A wheat grass specialty company (Pines) once tested wheat grass against barley grass to see which had more value. Their conclusion was that, if they were grown in the same soil, there was no appreciable difference between the two. It should be noted that indoor grown wheatgrass has far less minerals than outdoor grown, as the shoots of outdoor can reach deep into the soil and bring up minerals into the body of the plant. Indoor grown grasses are also prone to picking up mold, which is very counterproductive to health.
The other category of chlorophyll-rich superfoods particularly good for treating radiation contamination is algae, especially spirulina and chlorella. Both these algae were used by the Institute of Radiation medicine in Russia, after Chernobyl, in order to enhance immunity and balance blood chemistry in victims of that crisis. Earthrise, an American spirulina company, provided spirulina to children contaminated during the Chernobyl crisis, to positive effect.

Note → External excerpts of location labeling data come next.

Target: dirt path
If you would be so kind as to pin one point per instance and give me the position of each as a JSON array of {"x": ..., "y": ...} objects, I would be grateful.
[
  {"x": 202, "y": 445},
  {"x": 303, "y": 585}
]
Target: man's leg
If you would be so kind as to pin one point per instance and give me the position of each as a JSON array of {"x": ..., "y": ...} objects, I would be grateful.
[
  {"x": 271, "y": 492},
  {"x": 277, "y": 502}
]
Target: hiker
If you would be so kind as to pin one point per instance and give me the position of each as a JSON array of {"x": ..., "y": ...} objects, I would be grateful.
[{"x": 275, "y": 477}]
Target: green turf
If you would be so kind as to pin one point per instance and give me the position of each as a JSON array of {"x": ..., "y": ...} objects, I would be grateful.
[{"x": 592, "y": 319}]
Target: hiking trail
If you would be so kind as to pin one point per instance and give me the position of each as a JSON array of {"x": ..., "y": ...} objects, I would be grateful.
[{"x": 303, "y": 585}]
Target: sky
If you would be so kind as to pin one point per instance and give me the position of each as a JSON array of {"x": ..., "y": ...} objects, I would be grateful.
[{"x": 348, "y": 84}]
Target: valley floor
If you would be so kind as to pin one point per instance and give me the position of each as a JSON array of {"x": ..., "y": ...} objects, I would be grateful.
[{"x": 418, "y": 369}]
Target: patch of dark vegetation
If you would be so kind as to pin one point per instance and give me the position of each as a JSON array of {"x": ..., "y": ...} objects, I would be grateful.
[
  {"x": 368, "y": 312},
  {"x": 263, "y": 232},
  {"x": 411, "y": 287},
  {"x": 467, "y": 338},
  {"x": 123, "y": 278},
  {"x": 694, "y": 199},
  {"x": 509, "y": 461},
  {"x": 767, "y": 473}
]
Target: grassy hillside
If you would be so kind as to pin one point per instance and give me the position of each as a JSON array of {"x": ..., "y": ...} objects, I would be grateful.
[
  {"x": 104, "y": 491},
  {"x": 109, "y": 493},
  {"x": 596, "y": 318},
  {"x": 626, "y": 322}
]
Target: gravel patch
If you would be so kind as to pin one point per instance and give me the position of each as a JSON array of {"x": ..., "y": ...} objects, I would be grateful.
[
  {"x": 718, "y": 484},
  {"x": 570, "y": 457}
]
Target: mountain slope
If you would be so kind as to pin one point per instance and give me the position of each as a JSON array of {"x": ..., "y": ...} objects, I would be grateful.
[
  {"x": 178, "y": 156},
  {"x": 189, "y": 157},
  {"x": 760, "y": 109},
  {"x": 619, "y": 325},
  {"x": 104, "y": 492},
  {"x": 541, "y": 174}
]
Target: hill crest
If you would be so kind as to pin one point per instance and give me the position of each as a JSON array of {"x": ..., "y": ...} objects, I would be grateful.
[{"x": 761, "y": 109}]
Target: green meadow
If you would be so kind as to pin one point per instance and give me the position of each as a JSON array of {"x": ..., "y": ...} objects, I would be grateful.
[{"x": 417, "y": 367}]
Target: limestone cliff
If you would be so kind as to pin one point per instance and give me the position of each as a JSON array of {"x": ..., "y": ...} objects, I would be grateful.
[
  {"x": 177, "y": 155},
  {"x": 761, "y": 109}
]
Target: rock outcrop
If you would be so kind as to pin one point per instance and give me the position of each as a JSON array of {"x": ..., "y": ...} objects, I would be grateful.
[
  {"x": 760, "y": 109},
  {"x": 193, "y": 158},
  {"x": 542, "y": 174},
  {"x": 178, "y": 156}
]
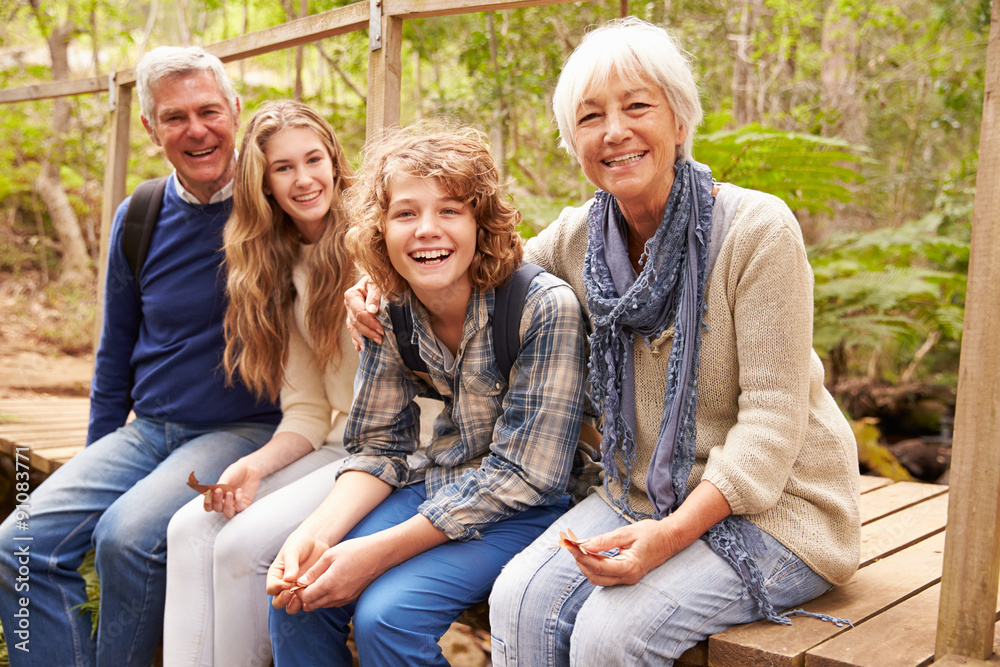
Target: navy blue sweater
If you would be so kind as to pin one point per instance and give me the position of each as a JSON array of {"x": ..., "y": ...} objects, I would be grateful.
[{"x": 160, "y": 353}]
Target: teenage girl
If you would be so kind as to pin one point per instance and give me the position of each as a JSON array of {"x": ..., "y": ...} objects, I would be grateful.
[{"x": 287, "y": 267}]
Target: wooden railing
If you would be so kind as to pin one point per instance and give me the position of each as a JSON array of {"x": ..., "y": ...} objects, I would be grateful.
[{"x": 967, "y": 615}]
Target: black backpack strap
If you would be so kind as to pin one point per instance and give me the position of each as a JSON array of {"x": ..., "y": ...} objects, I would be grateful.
[
  {"x": 402, "y": 326},
  {"x": 508, "y": 305},
  {"x": 140, "y": 219}
]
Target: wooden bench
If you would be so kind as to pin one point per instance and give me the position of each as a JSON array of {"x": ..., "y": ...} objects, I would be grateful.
[
  {"x": 892, "y": 600},
  {"x": 48, "y": 431}
]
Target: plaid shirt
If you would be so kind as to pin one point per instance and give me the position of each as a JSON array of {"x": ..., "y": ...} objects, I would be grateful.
[{"x": 496, "y": 449}]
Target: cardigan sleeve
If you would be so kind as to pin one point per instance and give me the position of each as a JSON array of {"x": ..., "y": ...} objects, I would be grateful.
[{"x": 771, "y": 297}]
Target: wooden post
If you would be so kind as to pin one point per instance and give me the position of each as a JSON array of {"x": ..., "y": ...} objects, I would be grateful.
[
  {"x": 115, "y": 168},
  {"x": 967, "y": 612},
  {"x": 385, "y": 66}
]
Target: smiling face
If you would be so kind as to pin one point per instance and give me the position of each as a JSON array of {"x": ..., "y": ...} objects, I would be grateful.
[
  {"x": 430, "y": 239},
  {"x": 626, "y": 141},
  {"x": 196, "y": 128},
  {"x": 300, "y": 175}
]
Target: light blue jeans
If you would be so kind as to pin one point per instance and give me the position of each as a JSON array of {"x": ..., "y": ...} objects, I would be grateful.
[
  {"x": 117, "y": 496},
  {"x": 399, "y": 618},
  {"x": 544, "y": 612}
]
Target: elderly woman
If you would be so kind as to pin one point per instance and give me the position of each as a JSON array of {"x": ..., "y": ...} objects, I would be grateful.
[{"x": 731, "y": 486}]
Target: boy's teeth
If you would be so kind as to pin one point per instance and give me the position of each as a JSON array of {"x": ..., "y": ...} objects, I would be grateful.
[
  {"x": 624, "y": 159},
  {"x": 431, "y": 254}
]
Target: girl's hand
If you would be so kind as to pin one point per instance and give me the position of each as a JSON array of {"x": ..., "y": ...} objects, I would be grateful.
[
  {"x": 245, "y": 479},
  {"x": 299, "y": 553},
  {"x": 362, "y": 301},
  {"x": 641, "y": 547}
]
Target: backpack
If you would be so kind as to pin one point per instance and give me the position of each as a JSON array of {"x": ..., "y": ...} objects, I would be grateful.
[
  {"x": 508, "y": 304},
  {"x": 140, "y": 219}
]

It is important to realize that when we use more than one variety of algae or grass juice, it is best not to stack them on top of each other at a therapeutic dose level. Thus, if you were using both barley grass (3 to 5 gr. average daily dose) and wheat grass (3 to 5gr. average daily dose), you would take only half a recommended dose of each and not a full serving. The same with stacking spirulina and chlorella.

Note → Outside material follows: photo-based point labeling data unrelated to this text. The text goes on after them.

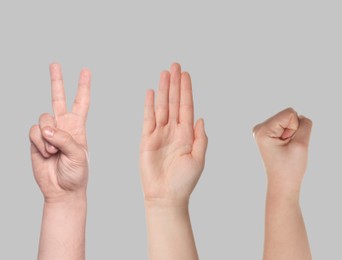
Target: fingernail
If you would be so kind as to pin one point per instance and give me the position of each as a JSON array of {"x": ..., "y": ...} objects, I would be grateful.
[
  {"x": 52, "y": 147},
  {"x": 48, "y": 132}
]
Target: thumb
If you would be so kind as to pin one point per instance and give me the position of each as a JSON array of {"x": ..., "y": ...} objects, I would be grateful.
[
  {"x": 61, "y": 140},
  {"x": 304, "y": 130},
  {"x": 200, "y": 142}
]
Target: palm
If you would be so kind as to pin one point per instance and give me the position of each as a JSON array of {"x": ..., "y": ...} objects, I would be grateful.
[
  {"x": 56, "y": 172},
  {"x": 168, "y": 165}
]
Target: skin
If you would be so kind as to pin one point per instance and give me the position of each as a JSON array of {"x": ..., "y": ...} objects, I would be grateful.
[
  {"x": 283, "y": 142},
  {"x": 172, "y": 156},
  {"x": 60, "y": 167}
]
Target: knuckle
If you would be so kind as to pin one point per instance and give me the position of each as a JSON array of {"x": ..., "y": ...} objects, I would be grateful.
[
  {"x": 44, "y": 117},
  {"x": 33, "y": 132}
]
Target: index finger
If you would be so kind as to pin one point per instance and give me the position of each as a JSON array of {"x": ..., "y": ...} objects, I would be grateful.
[
  {"x": 282, "y": 125},
  {"x": 82, "y": 100},
  {"x": 57, "y": 90}
]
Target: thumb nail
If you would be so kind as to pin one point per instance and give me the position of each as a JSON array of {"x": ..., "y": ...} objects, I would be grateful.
[{"x": 48, "y": 132}]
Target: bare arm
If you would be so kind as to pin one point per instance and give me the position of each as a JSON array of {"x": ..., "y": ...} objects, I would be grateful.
[
  {"x": 171, "y": 161},
  {"x": 283, "y": 142},
  {"x": 60, "y": 166}
]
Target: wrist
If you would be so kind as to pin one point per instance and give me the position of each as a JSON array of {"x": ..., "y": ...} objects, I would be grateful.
[
  {"x": 166, "y": 204},
  {"x": 282, "y": 193},
  {"x": 69, "y": 198}
]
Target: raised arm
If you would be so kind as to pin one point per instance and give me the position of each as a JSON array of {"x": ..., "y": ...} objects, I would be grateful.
[
  {"x": 283, "y": 142},
  {"x": 60, "y": 166},
  {"x": 172, "y": 157}
]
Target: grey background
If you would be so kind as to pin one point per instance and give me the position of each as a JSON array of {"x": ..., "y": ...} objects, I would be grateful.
[{"x": 248, "y": 60}]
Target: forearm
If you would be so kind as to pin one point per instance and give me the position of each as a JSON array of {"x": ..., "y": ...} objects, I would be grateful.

On the other hand, it would be alright to combine a full dose of an algae with a full dose of a cereal grass, since they have different properties. The higher levels of combinations can be worked up to gradually, but too much too fast can cause side effects.
Herbs useful for coping with an additional radiation load in the body include the ginseng family, especially “panax ginseng” grown in China and Korea, North American Ginseng (Panax Quinque Folium) and Siberian Ginseng (Eleutherococcus Senticosus). The family of Ginseng related compounds are known as adaptogens and the best way to describe their effectiveness is to let the wonder of science illustrate. Early panax ginseng studies were based on giving rats ginseng extracts and observing how far they could swim. Rats on ginseng swam twice as far, as the control group (not taking ginseng) before drowning.

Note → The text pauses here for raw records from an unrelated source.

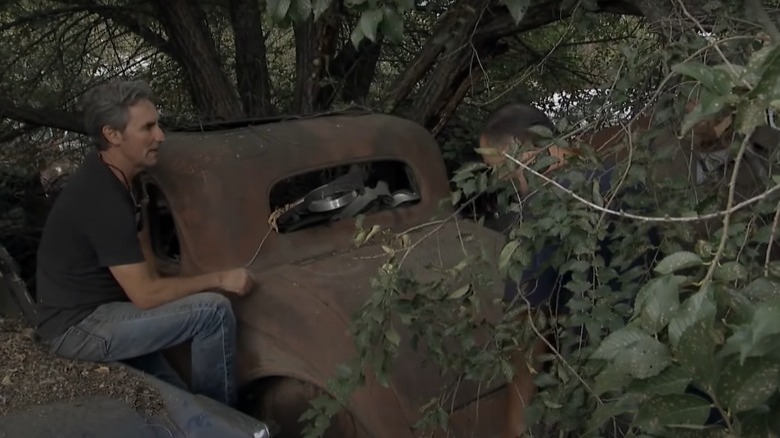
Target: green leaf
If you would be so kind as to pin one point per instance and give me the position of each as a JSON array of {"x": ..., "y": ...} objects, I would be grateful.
[
  {"x": 392, "y": 25},
  {"x": 617, "y": 341},
  {"x": 369, "y": 22},
  {"x": 748, "y": 117},
  {"x": 610, "y": 379},
  {"x": 404, "y": 5},
  {"x": 610, "y": 410},
  {"x": 762, "y": 289},
  {"x": 645, "y": 358},
  {"x": 459, "y": 292},
  {"x": 678, "y": 261},
  {"x": 730, "y": 272},
  {"x": 711, "y": 78},
  {"x": 300, "y": 10},
  {"x": 279, "y": 8},
  {"x": 672, "y": 410},
  {"x": 768, "y": 84},
  {"x": 517, "y": 8},
  {"x": 696, "y": 352},
  {"x": 709, "y": 105},
  {"x": 698, "y": 306},
  {"x": 672, "y": 380},
  {"x": 393, "y": 337},
  {"x": 743, "y": 387},
  {"x": 357, "y": 36},
  {"x": 758, "y": 336},
  {"x": 506, "y": 254},
  {"x": 657, "y": 302}
]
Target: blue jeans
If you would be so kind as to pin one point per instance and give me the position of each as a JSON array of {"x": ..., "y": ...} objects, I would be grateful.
[{"x": 121, "y": 332}]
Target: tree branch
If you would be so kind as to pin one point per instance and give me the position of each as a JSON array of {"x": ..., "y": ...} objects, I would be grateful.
[{"x": 55, "y": 118}]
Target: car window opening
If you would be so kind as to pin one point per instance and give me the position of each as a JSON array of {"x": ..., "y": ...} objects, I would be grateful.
[{"x": 342, "y": 192}]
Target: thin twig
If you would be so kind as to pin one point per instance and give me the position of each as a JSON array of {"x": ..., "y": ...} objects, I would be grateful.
[
  {"x": 771, "y": 240},
  {"x": 754, "y": 7},
  {"x": 727, "y": 218}
]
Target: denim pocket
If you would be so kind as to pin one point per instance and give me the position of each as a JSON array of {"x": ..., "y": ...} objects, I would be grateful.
[{"x": 79, "y": 344}]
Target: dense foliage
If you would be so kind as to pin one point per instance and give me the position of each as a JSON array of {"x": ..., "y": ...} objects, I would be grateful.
[
  {"x": 680, "y": 346},
  {"x": 652, "y": 350}
]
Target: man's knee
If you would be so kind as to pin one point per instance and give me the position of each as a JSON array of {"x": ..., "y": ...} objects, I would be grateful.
[{"x": 217, "y": 304}]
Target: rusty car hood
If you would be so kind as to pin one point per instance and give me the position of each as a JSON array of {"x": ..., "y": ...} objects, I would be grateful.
[{"x": 306, "y": 308}]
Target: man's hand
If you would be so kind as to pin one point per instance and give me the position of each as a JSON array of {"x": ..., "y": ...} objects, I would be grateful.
[{"x": 237, "y": 281}]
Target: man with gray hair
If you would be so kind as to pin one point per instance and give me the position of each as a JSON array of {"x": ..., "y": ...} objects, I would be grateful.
[{"x": 100, "y": 297}]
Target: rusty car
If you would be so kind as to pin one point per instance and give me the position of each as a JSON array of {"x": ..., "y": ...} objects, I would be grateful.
[{"x": 210, "y": 198}]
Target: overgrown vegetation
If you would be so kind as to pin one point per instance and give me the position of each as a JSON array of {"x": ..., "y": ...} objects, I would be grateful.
[
  {"x": 652, "y": 349},
  {"x": 682, "y": 345}
]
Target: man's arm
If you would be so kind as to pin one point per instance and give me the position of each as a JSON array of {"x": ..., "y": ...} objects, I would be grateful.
[{"x": 146, "y": 289}]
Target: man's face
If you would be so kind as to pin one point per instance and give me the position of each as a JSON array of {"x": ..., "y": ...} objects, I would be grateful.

Asian ginsengs have been used to improve the immunity of cancer patients as well as reversing low white blood cell count caused by chemotherapy and radiation therapy. Siberian ginseng also has reverse suppression of white blood cells and bone marrow suppression in cancer patients, as well as showing anti-tumor effects in vitro.
Now, these three ginsengs have slightly different secondary attributes that one should be aware of before using. “Red” panax ginseng is considered “heating” to the body in Chinese medicine, and could aggravate high blood pressure or hot flashes. On the other hand “North American” ginseng is “cooling” to the body and would actually be helpful to such heated conditions. Panax ginseng that is not processed to be “red” is only “warming” in nature and Siberian ginseng is even less warming and almost “neutral” in nature.
Unless one knows (generally via a Chinese medicine practitioner) if one has a heated or cooled (or “deficient”) nature, one is advised to stick with non-red panax ginseng or Siberian ginseng, which are both safe for long term use.